The Endowment Tax: Thoughts and Considerations for Investors

The Endowment Tax was introduced during the first Trump administration as part of the 2017 Tax Cuts and Jobs Act (TCJA). It was set at an initial tax rate of 1.4% levied on the Net Investment Income (NII) of private colleges and universities with enrollments of at least 500 students and endowed assets of $500,000 per student or more. The House Budget Committee recently voted to advance a bill which proposes a tiered tax scheme based on the level of endowed assets. While the endowed assets-per-student threshold of $500,000 has not been changed, the bill seeks to increase meaningfully the tax rate on institutions with more than $750,000 per student to as high as 21%.

In this brief, we examine some potential solutions available to institutions seeking to minimize the potential impact of the tax. First, we think it’s beneficial to review the definition of Net Investment Income, the amount on which the tax is applied. Second, we’ll discuss strategies and considerations for endowment managers that focus on the two components that add to NII; we’ll not touch on allowable deductions, an area better left for endowment staff, administrators, and advisors. Finally, it must be stated that we’re not tax advisors. Our intent is to highlight various strategies and approaches that endowments may consider in seeking to better prepare themselves should a probable change to the tax code be enacted.
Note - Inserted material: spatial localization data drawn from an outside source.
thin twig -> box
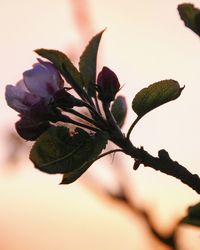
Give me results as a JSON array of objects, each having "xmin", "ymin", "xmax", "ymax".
[
  {"xmin": 109, "ymin": 189, "xmax": 177, "ymax": 249},
  {"xmin": 102, "ymin": 102, "xmax": 123, "ymax": 135}
]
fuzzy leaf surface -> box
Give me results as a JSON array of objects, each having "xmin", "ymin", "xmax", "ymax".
[{"xmin": 132, "ymin": 80, "xmax": 183, "ymax": 117}]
Defining Net investment income

Internal Revenue Service guidance

Upon passage of the Tax Cuts and Jobs Act in 2017, clarity was requested from the Internal Revenue Service (IRS) related to several provisions of the Endowment Tax, to which their official guidance was issued with the final regulations on October 14, 2020. While there are too many regulations to summarize in this brief, here are a few key takeaways as it relates to our endowment tax discussion:

1. EXCLUSIONS TO GROSS INVESTMENT INCOME

  • Interest income from state and local bonds.
  • Interest income from student loans made by the institution or a related organization to a student enrolled and attending that institution.
  • Rental income from the provision of housing to students attending that institution and from housing for faculty and staff if that housing is provided contingent on their roles at the institution.
  • Royalty income from patents, copyrights and other intellectual property to the extent those assets resulted from the work of faculty or students in their capacity as such at the institution.